With the Federal Reserve’s tenth interest rate hike in fourteen months, PacWest and other banks are showing that they severely underestimated the impact of high interest rates. And even if the Fed pauses its rate hikes, PacWest showed today that the recent bank turmoil is now headed to smaller banks than the ones that have failed so far.
With $40 billion in assets, PacWest is much smaller than Silicon Valley Bank and First Republic Bank
FRC
, both which had $209 billion and $230 billion in assets, respectively, before they failed. While these banks are very differed in size, they do have some similarities.
First, all three had very significant asset growth in a very brief period of time. PacWest’s assets grew 58% from 2019 to the end of 2022. Similarly, Silicon Valley Bank’s assets grew 64% in the same time period. Rapid asset growth should always be a warning bell for lenders, investors, and regulators that perhaps a bank is letting go of underwriting standards and may not have the necessary personnel or technological systems to measure the risk of those assets.
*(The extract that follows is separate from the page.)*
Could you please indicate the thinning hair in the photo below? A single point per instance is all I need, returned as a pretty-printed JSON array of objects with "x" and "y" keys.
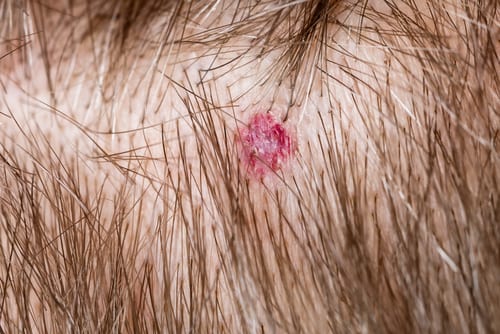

Second, these banks had very significant rises in deposits. From 2019 to the end of 2022, PacWest had a rise of 77% in deposits. Such a significant increase should always make asset liability managers at a bank test whether those deposits are stable. During the first quarter of 2023, PacWest’s deposits declined 15% in comparison to the same quarter in 2022. Other regional banks in the U.S. also experienced deposit declines because depositors withdrew money and placed it in money market accounts to take advantage of the higher rate environment. In the case of Silicon Valley Bank and First Republic Bank, depositors also fled out of concern for the safety of their funds.
Thirdly, these three banks are headquartered in California and regulated by the Department of Financial Protection and Innovation and the Federal Reserve Bank of San Francisco. It is fair to request that these regulators conduct a serious post mortem to find out what risks they may have overlooked or why they did not enforce matters requiring attention (MRAs) or matters requiring immediate attention (MRIAs).
Since last fall, I have been writing that the inflationary impact would impact just about every sector of the economy. Unfortunately, by the time the Fed starts to lower rates, perhaps in the latter half of this year, it may be too late for a number of regional and even smaller banks. They do not have the asset and funding diversity enjoyed by globally systemically important banks. And in this environment, those are the banks that have a higher probability of surviving this turmoil.